Background Insecticide-treated screening of gaps, including open eaves, windows, and holes in walls of unimproved houses, prevents mosquitoes' indoor entry, and induces lethal and sub-lethal effects to malaria vectors, and may potentially impact malaria transmission. Therefore, a household epidemiological trial was conducted to assess the efficacy of the Insecticide-treated screening on malaria infection and vector in Tanzania. Methods A total of 421 households from Chalinze district, Tanzania were randomly allocated to two arms. One group of houses was fitted with insecticide-treated screening (incorporated with 2g AI/kg deltamethrin and 8g/kg piperonyl butoxide synergist) on their open eaves, windows, and wall holes, while the second group did not receive screening. Consented members (aged 6 months and above) in all households were tested for malaria infection using quantitative polymerase chain reaction (qPCR) after the long rain season (June/July 2022, primary outcome) and the short rain season (January/February 2022, secondary outcome). Additional secondary outcomes include the indoor mosquito density after the long rainy season, adverse effects after one month of ITS installation, and quality of ITS after one year of field use. At the end of the trial, the control group received screening. The trial was registered at ClinicalTrials.gov (NCT05125133).
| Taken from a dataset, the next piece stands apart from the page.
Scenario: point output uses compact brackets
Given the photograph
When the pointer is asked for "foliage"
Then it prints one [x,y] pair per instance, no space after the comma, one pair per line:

Results Malaria infection prevalence among residents in the ITS arm was 19.9% (50/251) and 28.3% (65/230) in the control arm after the long rainy season, however, this was not significant [adjusted OR 0.67 (95% CI: 0.35–1.28), p = 0.227]. Similarly, during the short rainy season, no protection was also seen for ITS (p = 0.452). The intervention was safe, with no serious adverse effects recorded. There was no significant difference in the average number of female Anopheles mosquitoes caught per day of the survey in the houses with screening compared to those without was 1.7 vs 2.4 [Crude Relative Risk: 0.71 (95% CI: 0.16–3.09)]. ITS showed reduced chemical retention and efficacy post-field use. Conclusion The trial was inconclusive, possibly because households' refusal to be surveyed resulted in low power. A large cluster randomised trial of the intervention, preferably with a longer-lasting insecticidal effect, is needed. Trial registration: The trial was registered at ClinicalTrials.gov (NCT05125133) on October 2021.